L'ouvrage contient donc une critique des fondements théoriques qui sous –tendent la conception des politiques d'insertion ; fondements largement inspirés de la logique taylorienne/fordiste (congruente avec une certaine stabilité de l'univers économique qui n'a plus cours aujourd'hui), de séparation entre les sphères de la formation et de l'emploi. Mais surtout, la réflexion s'oriente vers la recherche des formes de mutations nécessaires pour conférer une fonction active aux politiques d'insertion en termes d'intégration professionnelle des chômeurs les moins qualifiés. On débouche sur l'hypothèse selon laquelle, en univers économique aléatoire, plus l'interaction est forte entre les sphères de l'insertion et de la production, plus le processus d'insertion des « exclus » est performant. On propose alors trois « modèles d'insertion » de référence, élaborés en fonction de cette hypothèse et de l'observation de terrain, modèles qui permettent d'analyser et d'évaluer les politiques et processus locaux d'insertion : premièrement, le modèle de séparation entre les sphères de l'insertion et de la production, peu performant ; deuxièmement, un modèle de coordination, avec des interactions épisodiques entre les deux sphères, plus performant que le précédent mais instable ; troisièmement, un modèle de coopération, à interaction forte entre insertion et production, modèle le plus conforme aux impératifs d'une conjoncture versatile, et le plus performant en termes d'intégration professionnelle des « exclus ».

 

Les exclus face à l'emploi, Syros, 1992.

Le terme d' « exclu » est utilisé ici, non pour produire un effet « misérabiliste », mais pour synthétiser plusieurs types de situation à risque de rupture avec le monde du travail :

le chômage de longue durée, le chômage récurrent, le chômage des découragés non répertoriés officiellement.

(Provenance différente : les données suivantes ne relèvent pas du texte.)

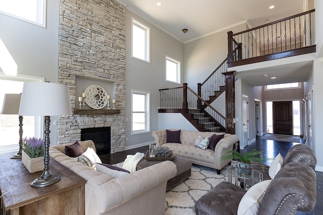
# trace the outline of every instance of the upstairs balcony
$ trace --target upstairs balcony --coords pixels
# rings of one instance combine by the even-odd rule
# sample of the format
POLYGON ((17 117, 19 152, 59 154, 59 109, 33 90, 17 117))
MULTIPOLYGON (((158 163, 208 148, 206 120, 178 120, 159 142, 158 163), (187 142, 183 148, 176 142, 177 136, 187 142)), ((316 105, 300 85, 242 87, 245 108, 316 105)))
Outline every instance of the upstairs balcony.
POLYGON ((228 32, 228 67, 315 52, 315 9, 249 30, 228 32))

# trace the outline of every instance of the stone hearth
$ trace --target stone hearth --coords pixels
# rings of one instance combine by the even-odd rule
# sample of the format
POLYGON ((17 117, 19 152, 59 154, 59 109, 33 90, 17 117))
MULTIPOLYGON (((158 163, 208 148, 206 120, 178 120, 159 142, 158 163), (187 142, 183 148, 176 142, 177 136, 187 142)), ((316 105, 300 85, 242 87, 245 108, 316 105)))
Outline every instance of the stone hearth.
POLYGON ((59 83, 70 87, 78 108, 77 77, 114 83, 113 98, 120 113, 61 116, 58 144, 80 140, 81 129, 111 127, 111 153, 125 140, 125 9, 114 1, 61 0, 59 83))

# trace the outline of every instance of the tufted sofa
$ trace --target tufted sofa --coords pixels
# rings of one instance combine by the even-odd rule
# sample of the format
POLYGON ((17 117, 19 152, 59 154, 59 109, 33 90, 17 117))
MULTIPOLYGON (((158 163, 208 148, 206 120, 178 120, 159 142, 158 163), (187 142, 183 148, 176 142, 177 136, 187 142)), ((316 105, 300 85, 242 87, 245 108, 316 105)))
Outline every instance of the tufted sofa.
MULTIPOLYGON (((79 142, 85 152, 95 151, 92 140, 79 142)), ((164 214, 167 181, 176 166, 165 161, 118 178, 113 178, 64 154, 66 144, 51 146, 50 156, 86 179, 85 214, 164 214)))
MULTIPOLYGON (((179 129, 168 129, 176 131, 179 129)), ((213 134, 224 134, 222 133, 199 132, 189 130, 181 130, 181 144, 167 142, 166 130, 153 131, 151 133, 155 138, 157 147, 164 146, 169 147, 174 155, 189 159, 192 163, 216 169, 220 174, 221 170, 231 160, 227 159, 219 161, 227 150, 232 150, 234 145, 238 142, 239 138, 237 135, 224 134, 224 138, 217 144, 214 150, 208 149, 203 150, 194 145, 195 140, 200 135, 204 138, 211 136, 213 134)))

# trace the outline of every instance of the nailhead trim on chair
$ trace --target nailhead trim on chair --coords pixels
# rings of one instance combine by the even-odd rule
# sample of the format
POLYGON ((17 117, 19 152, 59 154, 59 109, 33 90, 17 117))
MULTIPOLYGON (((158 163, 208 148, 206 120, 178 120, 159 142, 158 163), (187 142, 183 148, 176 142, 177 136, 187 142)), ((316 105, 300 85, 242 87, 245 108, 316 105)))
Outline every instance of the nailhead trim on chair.
MULTIPOLYGON (((288 195, 287 195, 285 198, 284 198, 284 200, 282 201, 282 202, 281 202, 280 204, 279 205, 279 206, 278 207, 278 209, 277 209, 277 210, 276 210, 276 212, 275 213, 275 214, 279 214, 280 210, 282 206, 283 206, 283 204, 285 202, 285 201, 288 200, 288 198, 289 198, 290 197, 299 197, 300 198, 303 198, 303 196, 298 194, 295 194, 295 193, 293 193, 292 195, 289 194, 288 195)), ((302 202, 304 202, 304 199, 302 199, 302 202)), ((304 204, 305 204, 304 203, 302 203, 302 205, 304 205, 304 204)), ((301 204, 298 204, 298 206, 301 206, 301 204)), ((291 215, 296 214, 297 210, 297 207, 298 207, 297 205, 295 205, 295 207, 293 208, 293 210, 292 210, 292 213, 291 213, 291 215)))

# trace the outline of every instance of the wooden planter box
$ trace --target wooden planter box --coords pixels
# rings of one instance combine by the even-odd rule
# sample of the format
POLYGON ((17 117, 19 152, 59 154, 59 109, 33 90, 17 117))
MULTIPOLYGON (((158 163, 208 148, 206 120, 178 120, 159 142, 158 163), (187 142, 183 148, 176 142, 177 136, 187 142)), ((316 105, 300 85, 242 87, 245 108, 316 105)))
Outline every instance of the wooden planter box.
POLYGON ((30 158, 23 150, 21 161, 30 173, 34 173, 44 170, 44 157, 30 158))

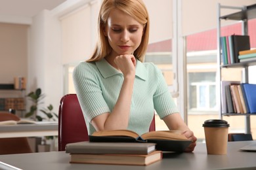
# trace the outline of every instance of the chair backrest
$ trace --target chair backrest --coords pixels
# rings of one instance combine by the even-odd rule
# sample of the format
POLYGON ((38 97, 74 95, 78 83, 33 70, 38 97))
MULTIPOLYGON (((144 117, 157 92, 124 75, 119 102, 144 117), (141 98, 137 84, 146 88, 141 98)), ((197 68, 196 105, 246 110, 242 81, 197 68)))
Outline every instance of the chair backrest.
POLYGON ((228 133, 228 141, 253 141, 251 134, 247 133, 228 133))
MULTIPOLYGON (((9 113, 0 113, 0 121, 19 120, 17 116, 9 113)), ((11 137, 0 139, 0 154, 32 153, 27 137, 11 137)))
POLYGON ((77 97, 67 94, 60 99, 58 110, 58 150, 70 143, 89 141, 87 128, 77 97))
MULTIPOLYGON (((155 117, 150 131, 155 131, 155 117)), ((68 143, 89 141, 88 131, 76 94, 67 94, 60 99, 58 110, 58 150, 68 143)))

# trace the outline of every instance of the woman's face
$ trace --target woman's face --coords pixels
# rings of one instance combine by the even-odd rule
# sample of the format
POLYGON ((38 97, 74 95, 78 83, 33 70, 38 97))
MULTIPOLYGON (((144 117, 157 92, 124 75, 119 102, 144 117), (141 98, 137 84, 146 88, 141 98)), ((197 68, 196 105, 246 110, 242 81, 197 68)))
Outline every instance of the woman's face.
POLYGON ((108 18, 104 35, 112 48, 112 57, 131 54, 139 46, 143 26, 119 9, 113 9, 108 18))

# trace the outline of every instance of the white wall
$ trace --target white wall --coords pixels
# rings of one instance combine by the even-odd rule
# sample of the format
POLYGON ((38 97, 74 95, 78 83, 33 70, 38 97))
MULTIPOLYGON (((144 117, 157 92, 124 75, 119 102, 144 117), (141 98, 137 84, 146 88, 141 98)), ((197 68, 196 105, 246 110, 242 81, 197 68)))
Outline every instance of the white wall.
POLYGON ((46 95, 43 105, 53 104, 55 112, 63 92, 60 29, 58 18, 49 10, 33 17, 28 60, 28 91, 41 88, 46 95))

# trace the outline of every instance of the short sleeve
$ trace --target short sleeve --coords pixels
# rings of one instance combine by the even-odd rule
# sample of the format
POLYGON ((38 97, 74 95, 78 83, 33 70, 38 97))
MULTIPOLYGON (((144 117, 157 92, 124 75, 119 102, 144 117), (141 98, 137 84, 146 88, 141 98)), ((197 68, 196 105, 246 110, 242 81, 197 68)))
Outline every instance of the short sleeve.
POLYGON ((96 116, 110 112, 102 96, 97 72, 94 63, 83 62, 75 67, 73 73, 77 98, 84 116, 89 122, 96 116))
POLYGON ((179 112, 178 109, 170 92, 163 74, 156 66, 157 75, 157 87, 153 96, 154 108, 161 119, 172 113, 179 112))

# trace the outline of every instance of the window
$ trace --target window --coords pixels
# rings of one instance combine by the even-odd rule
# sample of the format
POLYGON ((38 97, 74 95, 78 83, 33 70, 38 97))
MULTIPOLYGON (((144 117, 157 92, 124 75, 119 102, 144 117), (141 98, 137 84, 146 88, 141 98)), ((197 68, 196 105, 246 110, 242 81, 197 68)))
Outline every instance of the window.
POLYGON ((215 73, 189 73, 189 110, 216 110, 215 73))

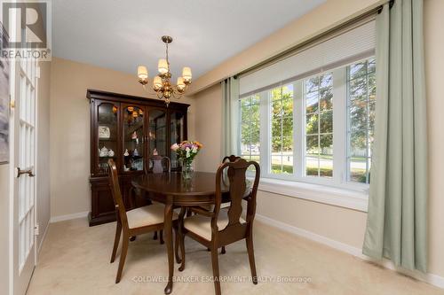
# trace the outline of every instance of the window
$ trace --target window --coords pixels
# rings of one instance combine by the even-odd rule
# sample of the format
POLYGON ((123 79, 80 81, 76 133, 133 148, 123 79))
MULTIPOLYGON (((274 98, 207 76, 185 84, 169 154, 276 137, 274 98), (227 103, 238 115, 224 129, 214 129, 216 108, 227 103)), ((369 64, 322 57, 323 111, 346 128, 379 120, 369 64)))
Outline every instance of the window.
POLYGON ((259 96, 241 99, 241 156, 260 162, 259 96))
POLYGON ((374 58, 347 67, 348 180, 369 183, 375 126, 376 63, 374 58))
POLYGON ((270 91, 271 172, 293 173, 293 85, 270 91))
POLYGON ((369 58, 241 98, 242 157, 263 177, 369 183, 375 72, 369 58))
POLYGON ((326 73, 304 82, 305 103, 305 175, 333 176, 333 75, 326 73))

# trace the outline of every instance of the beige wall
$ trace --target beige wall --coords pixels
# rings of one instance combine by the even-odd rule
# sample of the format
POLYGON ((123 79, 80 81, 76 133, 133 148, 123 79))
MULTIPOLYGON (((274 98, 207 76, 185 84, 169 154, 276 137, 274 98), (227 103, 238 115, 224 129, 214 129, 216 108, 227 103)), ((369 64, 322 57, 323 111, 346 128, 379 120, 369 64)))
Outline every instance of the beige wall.
MULTIPOLYGON (((40 245, 44 229, 50 220, 50 190, 49 190, 49 89, 50 62, 39 64, 41 73, 37 82, 37 190, 36 190, 36 221, 41 227, 40 235, 36 237, 36 245, 40 245)), ((10 139, 10 149, 13 150, 13 139, 10 139)), ((11 165, 0 165, 0 257, 10 257, 9 229, 11 219, 10 181, 11 165)), ((4 260, 0 264, 0 294, 9 293, 9 261, 4 260)))
POLYGON ((355 16, 377 7, 386 0, 328 0, 323 4, 290 22, 232 58, 199 77, 191 85, 191 93, 218 83, 277 53, 319 35, 355 16))
MULTIPOLYGON (((90 211, 90 116, 86 89, 154 97, 136 75, 61 58, 51 68, 51 216, 90 211)), ((193 103, 184 97, 183 103, 193 103)), ((194 135, 194 110, 188 113, 194 135)))
POLYGON ((444 1, 424 0, 425 79, 429 128, 429 245, 430 271, 444 276, 444 117, 442 116, 442 77, 444 77, 444 1))
MULTIPOLYGON (((348 18, 348 14, 364 11, 366 6, 377 1, 336 1, 329 0, 302 19, 272 35, 262 42, 224 62, 195 84, 196 89, 204 89, 240 68, 251 66, 253 61, 263 60, 273 52, 322 31, 332 23, 348 18), (345 2, 347 4, 346 5, 345 2), (333 5, 337 4, 337 6, 333 5), (339 4, 341 4, 339 5, 339 4), (348 13, 348 14, 347 14, 348 13), (244 59, 242 59, 244 58, 244 59)), ((444 1, 424 0, 424 36, 429 116, 430 152, 430 205, 429 205, 429 269, 432 274, 444 276, 444 198, 442 198, 442 151, 444 151, 444 118, 442 110, 442 87, 444 76, 444 1), (433 160, 432 160, 432 159, 433 160)), ((202 150, 196 168, 214 171, 213 162, 220 159, 221 118, 220 86, 216 84, 194 95, 196 110, 196 139, 207 144, 202 150), (204 126, 202 122, 205 122, 204 126), (209 126, 210 125, 210 126, 209 126)), ((258 213, 289 225, 309 230, 333 240, 361 248, 366 226, 367 214, 362 212, 337 207, 321 203, 302 200, 287 196, 259 191, 258 213)))
POLYGON ((203 149, 195 160, 199 171, 214 172, 221 160, 222 92, 220 84, 198 94, 195 100, 195 140, 203 149))

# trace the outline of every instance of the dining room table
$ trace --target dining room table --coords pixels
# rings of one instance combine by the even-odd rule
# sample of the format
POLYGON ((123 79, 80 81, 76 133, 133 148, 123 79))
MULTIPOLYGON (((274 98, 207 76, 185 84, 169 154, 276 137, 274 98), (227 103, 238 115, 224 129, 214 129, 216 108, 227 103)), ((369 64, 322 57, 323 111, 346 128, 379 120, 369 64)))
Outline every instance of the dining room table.
MULTIPOLYGON (((215 203, 216 173, 194 172, 191 179, 185 179, 180 172, 147 174, 134 177, 131 184, 147 193, 150 200, 165 205, 164 240, 168 253, 168 283, 165 294, 172 291, 174 276, 174 248, 172 242, 173 210, 178 207, 208 206, 215 203)), ((229 202, 229 187, 222 182, 222 202, 229 202)))

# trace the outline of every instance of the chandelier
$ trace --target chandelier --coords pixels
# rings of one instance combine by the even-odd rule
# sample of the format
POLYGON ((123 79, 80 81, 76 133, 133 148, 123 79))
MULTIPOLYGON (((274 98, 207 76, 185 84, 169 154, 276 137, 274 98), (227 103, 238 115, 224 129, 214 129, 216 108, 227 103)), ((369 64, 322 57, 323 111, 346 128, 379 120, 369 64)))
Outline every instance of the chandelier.
MULTIPOLYGON (((165 99, 165 103, 168 105, 170 98, 180 98, 188 85, 191 84, 191 69, 185 66, 182 70, 182 76, 178 78, 176 85, 172 85, 170 82, 170 61, 168 59, 168 44, 172 42, 172 38, 169 35, 163 35, 162 36, 162 41, 166 46, 166 58, 159 59, 157 66, 159 74, 153 80, 153 89, 157 94, 159 99, 165 99)), ((139 66, 138 77, 139 82, 147 90, 146 85, 148 83, 148 70, 147 66, 139 66)))

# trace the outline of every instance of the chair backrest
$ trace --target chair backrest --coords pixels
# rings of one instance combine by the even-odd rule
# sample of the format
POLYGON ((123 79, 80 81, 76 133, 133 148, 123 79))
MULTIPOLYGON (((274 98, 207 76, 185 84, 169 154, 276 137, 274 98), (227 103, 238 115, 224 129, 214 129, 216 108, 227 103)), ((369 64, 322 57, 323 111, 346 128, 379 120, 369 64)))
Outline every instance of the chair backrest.
POLYGON ((228 160, 229 162, 234 162, 234 161, 235 161, 235 160, 236 160, 236 159, 241 159, 241 157, 237 157, 237 156, 234 156, 234 155, 226 156, 226 157, 224 157, 224 159, 222 159, 222 163, 226 162, 226 160, 228 160))
POLYGON ((119 177, 117 176, 117 168, 115 167, 115 161, 108 159, 108 174, 109 174, 109 187, 111 189, 111 195, 113 195, 114 204, 117 210, 117 218, 120 218, 122 225, 128 228, 128 219, 126 217, 125 205, 122 198, 120 190, 119 177))
POLYGON ((147 164, 148 166, 145 169, 147 172, 158 174, 171 171, 171 160, 168 157, 151 156, 148 158, 147 164))
MULTIPOLYGON (((228 209, 228 226, 234 225, 239 222, 239 219, 242 213, 242 199, 247 200, 247 222, 251 222, 256 213, 256 195, 258 192, 258 186, 260 178, 260 167, 255 161, 246 161, 244 159, 239 158, 234 162, 222 163, 218 168, 216 175, 216 199, 215 206, 213 209, 213 220, 211 226, 216 226, 218 213, 220 211, 220 204, 222 202, 222 183, 224 183, 223 175, 225 169, 226 170, 227 177, 229 180, 229 192, 231 204, 228 209), (251 192, 245 195, 247 188, 247 169, 254 166, 256 174, 251 187, 251 192)), ((223 229, 218 229, 219 230, 223 229)))

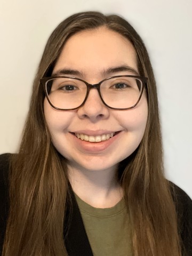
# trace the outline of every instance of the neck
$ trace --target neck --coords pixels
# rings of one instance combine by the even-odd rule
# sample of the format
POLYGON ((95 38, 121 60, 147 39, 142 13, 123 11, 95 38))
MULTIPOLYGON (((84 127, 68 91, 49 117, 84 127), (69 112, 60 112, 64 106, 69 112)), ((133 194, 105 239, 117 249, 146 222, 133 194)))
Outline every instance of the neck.
POLYGON ((91 171, 68 165, 68 177, 73 191, 93 207, 108 208, 122 198, 117 167, 91 171))

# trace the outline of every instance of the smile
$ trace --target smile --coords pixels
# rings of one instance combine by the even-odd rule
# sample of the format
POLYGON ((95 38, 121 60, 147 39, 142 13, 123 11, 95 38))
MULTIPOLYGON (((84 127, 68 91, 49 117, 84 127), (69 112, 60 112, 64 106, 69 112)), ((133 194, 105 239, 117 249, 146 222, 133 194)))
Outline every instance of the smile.
POLYGON ((75 133, 75 136, 82 140, 85 140, 90 142, 100 142, 105 140, 108 140, 115 135, 114 133, 107 133, 102 135, 97 135, 96 136, 89 135, 83 133, 75 133))

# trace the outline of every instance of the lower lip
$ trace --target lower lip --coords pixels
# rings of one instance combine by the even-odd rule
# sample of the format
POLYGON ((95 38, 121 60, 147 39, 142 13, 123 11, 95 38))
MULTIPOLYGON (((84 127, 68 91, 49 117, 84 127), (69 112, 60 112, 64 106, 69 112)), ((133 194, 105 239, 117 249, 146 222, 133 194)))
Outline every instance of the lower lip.
POLYGON ((82 150, 89 153, 99 153, 107 149, 111 144, 113 144, 119 137, 121 132, 118 132, 117 134, 108 140, 100 141, 99 142, 90 142, 86 140, 82 140, 78 139, 74 134, 70 133, 75 141, 75 143, 78 148, 82 150))

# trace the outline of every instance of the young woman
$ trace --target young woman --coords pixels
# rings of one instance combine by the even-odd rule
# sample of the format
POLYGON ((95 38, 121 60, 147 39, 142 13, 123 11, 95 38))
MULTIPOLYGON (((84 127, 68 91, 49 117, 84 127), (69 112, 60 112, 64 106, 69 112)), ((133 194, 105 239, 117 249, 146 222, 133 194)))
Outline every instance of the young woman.
POLYGON ((164 175, 148 54, 117 15, 55 29, 19 154, 0 165, 4 256, 192 255, 192 202, 164 175))

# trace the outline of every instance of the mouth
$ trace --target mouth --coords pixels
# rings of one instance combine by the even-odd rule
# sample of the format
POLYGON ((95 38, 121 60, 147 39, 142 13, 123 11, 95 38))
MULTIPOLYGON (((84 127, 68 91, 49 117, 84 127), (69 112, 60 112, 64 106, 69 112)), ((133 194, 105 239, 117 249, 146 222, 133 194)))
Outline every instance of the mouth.
POLYGON ((73 133, 73 134, 78 139, 82 140, 85 140, 85 141, 89 141, 90 142, 100 142, 101 141, 109 140, 119 132, 115 132, 110 133, 105 133, 101 135, 97 135, 95 136, 89 135, 84 133, 73 133))

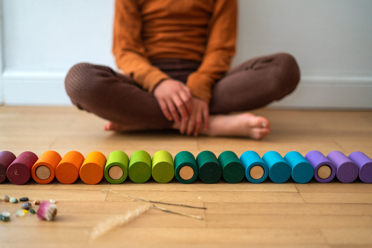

On assiste à la fin des année 1980 à deux phénomènes qui vont bouleverser les conceptions en matière de lutte contre l'exclusion : d'abord – avec le RMI et le crédit formation individualisé pour les jeunes - , à une systématisation des logiques de traitement social du chômage sans intervention sur les logiques de production ; ensuite, ce traitement social apparaît peu performant vis-à-vis de l'exclusion, malgré le reprise économique importante apparue à cette époque. D'où l'idée qui se répand selon laquelle d'autres voies que celle de l'emploi, dans une économie solidaire et alternative notamment, seraient plus appropriée pour l'insertion des chômeurs les plus en difficulté.

Sans nier les atouts d'une telle perspective, il est montré dans l'ouvrage que cette intégration alternative a d'autant plus de valeur que les chômeurs n'y sont pas assignés, et qu'ils ont le choix entre cette voie d'intégration et celle de l'économie ordinaire. D'où l'intérêt d'explorer les marges de manœuvre du système productif en vue de l'intégration des « exclus » en son sein. Ce qui conduit à réorienter la lutte contre l'exclusion pour l'inscrire au cœur du système productif, avec une forte médiation de l'Etat.

      

Du chômage à l'exclusion ?, Syros, 1991

Ce livre propose une synthèse des débats, des politiques et des expériences qui se sont multipliés dans les années 1980, face au constat d'une certaine rupture du lien professionnel et social, phénomène alors désigné sous le terme d' « exclusion ».

L'ouvrage développe une double critique : celle, premièrement, des politiques de traitement social du chômage qui se cantonnent à une sphère hors travail, coupée du système productif ; celle, deuxièmement, de l'idéologie de « la fin du travail », d'une solidarité limitée à l'attribution d'un revenu minimum d'existence, qui se résigne à l'éviction d'une partie des actifs du monde du travail.

Pour conforter une orientation crédible d'insertion professionnelle des chômeurs les moins qualifiés, il est proposé de réfléchir aux enseignements des expériences qui articulent étroitement les questions de formation avec celles qui concernent les organisations du travail dans les entreprises d'accueil de l'insertion.